Melissa · Collin County · placed 1989

Hear Duane tell it

Collin County, Texas

Duane's take

Here's how the official marker tells it, and I'll do my best to do it justice. Now, every community has a place where it keeps its history — not in books, not in courthouses, but in the ground itself. For the Melissa Community up in Collin County, that place is the Melissa Cemetery, and it has been the primary burial ground for generations of folks who called this corner of Texas home.

The marker traces its origin to the pioneer Sherley and Shirley family, though it's honest enough to admit nobody knows the exact date it all began. And there's something fitting about that — a place this old doesn't always come with paperwork. What it comes with is graves.

The oldest ones belong to William M. Sherley, who was laid to rest in 1856, Lewis Sherley in 1867, and Albert Shirley in 1879. Now, those dates stretch back well before the cemetery was formally established, and here's where the story gets interesting.
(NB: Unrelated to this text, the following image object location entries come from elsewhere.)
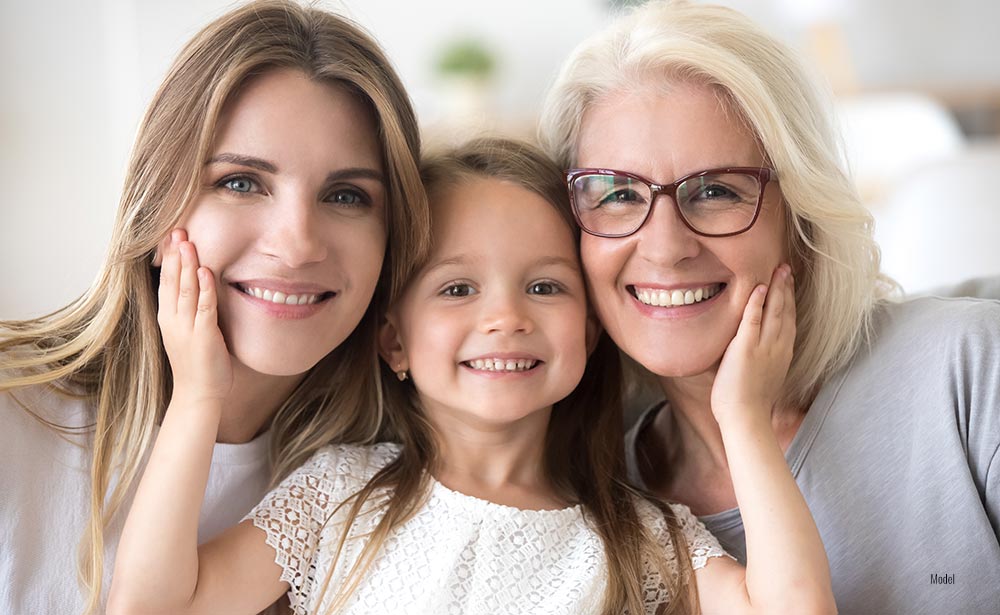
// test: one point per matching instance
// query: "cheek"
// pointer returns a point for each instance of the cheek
(360, 249)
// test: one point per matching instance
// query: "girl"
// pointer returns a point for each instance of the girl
(504, 492)
(283, 143)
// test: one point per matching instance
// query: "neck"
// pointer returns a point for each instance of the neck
(499, 462)
(254, 400)
(695, 434)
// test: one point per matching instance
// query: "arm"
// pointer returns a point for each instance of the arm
(787, 569)
(158, 566)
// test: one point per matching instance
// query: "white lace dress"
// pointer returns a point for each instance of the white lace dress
(457, 555)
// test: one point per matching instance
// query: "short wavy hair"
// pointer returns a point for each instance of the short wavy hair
(834, 257)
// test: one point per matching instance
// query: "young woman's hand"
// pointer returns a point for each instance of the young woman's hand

It's believed those three may have originally been buried in a family cemetery on the nearby farm of Lewis Sherley — and that when the Melissa Cemetery was formally established in 1889, they were relocated to this very site. A family moving its dead to a new ground. That's not just history — that's devotion.

And there's more to that original family cemetery. Also buried there were a number of family slaves. That ground became what is now the nearby St.

Paul Cemetery — a fact the marker states plainly, and one worth sitting with for a moment. Different people, different histories, different ground. The Melissa Cemetery itself took in a number of residents before it was ever officially designated a public burial ground in 1889.

Local tradition holds that a railroad worker who died in 1872 is buried somewhere within it, in an unmarked grave. No name. No stone.

Just the word of the community keeping his memory from vanishing entirely. Among those interred here are veterans of the Mexican War, the Civil War, World War I, and World War II — generations of Texans who went off to fight in conflicts spread across more than a hundred years of American history. Confederate Captain Thomas M.

Scott rests here too, among the many pioneer residents who shaped this community. Today the Melissa Cemetery Association tends to this historic ground, making sure that what the community has kept for generations doesn't slip away. Out here on a Texas road, it's easy to drive past a cemetery fence without a second thought.

But every now and then, a marker reminds you — the real story of a place isn't always in the living. Sometimes it's right there in the ground.

What the marker says

This cemetery has been the primary burial ground for members of the Melissa Community for generations. Its origin can be traced to the pioneer Sherley/Shirley family, although the specific date of its founding is unknown. The oldest graves in the cemetery are those of William M. Sherley (1856), Lewis Sherley (1867), and Albert Shirley (1879). They may have originally been buried in a family cemetery on the nearby farm of Lewis Sherley and relocated to this site when the Melissa Cemetery was formally established in 1889. Also buried in the Sherley Family Cemetery were a number of family slaves, and that site became the nearby St. Paul Cemetery. A number of Melissa residents were interred here prior to the official designation of the cemetery as a public burial ground in 1889. According to local tradition a railroad worker who died in 1872 is buried here in an unmarked grave. Many pioneer residents of Melissa are interred in this cemetery, including confederate Captain Thomas M. Scott and veterans of the Mexican War, Civil War, World War I, and World War II. The Melissa Cemetery Association cares for the historic graveyard. (1989)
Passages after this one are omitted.